PRIMARY children in a deprived London borough have outscored the brightest pupils from a high-performing surburban school in a new, world-class test.
The controversial tests to stretch high-flying nine and 13-year-olds in maths and problem-solving will be available from September. Critics say the tests are too narrow for judging intelligence and will only be taken in top-performing schools.
But the Able Children's Education Centre at Brunel University, Twickenham, suggests that the problem-solving test could be used as an inner-city talent spotter.
In a recent trial of the test, five nine-year-olds from some of the lowest-performing primaries in Lambeth did better than the top five pupils from an "affluent, leafy suburb" school where 90 per cent of 11-year-olds achieved level 4 in maths. The Lambeth children scored 134 points, compared to the suburban pupils' 119.
Dr Valsa Koshy, centre co-director, said: "No one expected these results. The children from Lambeth were selected on the basis of their potential ability, not their performance in written tests. The five were chosen from a short-list of 20, drawn from 10 schools.
"The results, although from a small sample, show how the problem-solving test can reveal natural ability in children that might normally be passed over. They should be used as a means of allowing submerged talent to float into the top 10 per cent."
Lambeth tachers had been dismissive of the tests before the study. One said: "It is unlikely that any of our children will get anywhere near them. There will be a stampede of middle-class and independent-school parents wanting to enter their kids."
Another claimed there were no "really gifted pupils" in the school.
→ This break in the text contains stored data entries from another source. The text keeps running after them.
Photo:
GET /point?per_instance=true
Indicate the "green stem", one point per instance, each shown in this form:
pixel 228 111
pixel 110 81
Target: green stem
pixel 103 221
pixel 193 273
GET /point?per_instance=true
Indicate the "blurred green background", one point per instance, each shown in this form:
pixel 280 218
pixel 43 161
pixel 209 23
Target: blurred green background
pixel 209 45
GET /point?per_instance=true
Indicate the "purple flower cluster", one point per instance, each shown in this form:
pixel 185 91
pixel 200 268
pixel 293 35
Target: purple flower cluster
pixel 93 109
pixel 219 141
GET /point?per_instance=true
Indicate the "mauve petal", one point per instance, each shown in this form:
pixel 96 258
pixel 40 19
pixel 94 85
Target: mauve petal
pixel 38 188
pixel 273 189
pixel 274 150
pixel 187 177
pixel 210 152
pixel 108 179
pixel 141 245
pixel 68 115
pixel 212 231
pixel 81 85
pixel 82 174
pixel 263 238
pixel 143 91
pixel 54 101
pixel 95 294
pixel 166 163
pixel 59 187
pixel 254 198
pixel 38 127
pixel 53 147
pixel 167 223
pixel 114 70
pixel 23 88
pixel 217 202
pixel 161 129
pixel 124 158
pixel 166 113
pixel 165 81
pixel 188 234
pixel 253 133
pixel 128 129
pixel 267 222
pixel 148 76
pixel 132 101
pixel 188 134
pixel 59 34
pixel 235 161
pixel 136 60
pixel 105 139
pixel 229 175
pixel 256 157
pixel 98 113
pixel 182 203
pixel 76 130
But, after reviewing the test material on the web and seeing how the children performed, they felt the test could serve as a "means of identification".
Dr Koshy said once world-class tests were introduced, the number of poor pupils sitting them should be monitored and steps taken if the take-up was low.
The Lambeth pupils did less well in the maths test, scoring 107 points against the suburban children's 157.
A group of 20 children are now attending Saturday maths master classes run by the centre as part of the LEA's gifted and talented programme.
For test papers see www.qca.org.uk
1.Tom finds that seven pears weigh the same as four bananas, and five bananas weigh the same as six apples. Which single piece of fruit weighs most? Which single piece of fruit weighs the least?
2. The children in Mr Kirby's class voted 'Babe the Gallant Pig', 'Sarah Plain and Tall' and 'Stone Fox' as their favourite books with 34 children voting. The winning book got most votes, but got less than 17 votes. There was a two-way tie for second place. Find all the possible ways in which the votes may have been given to the three books.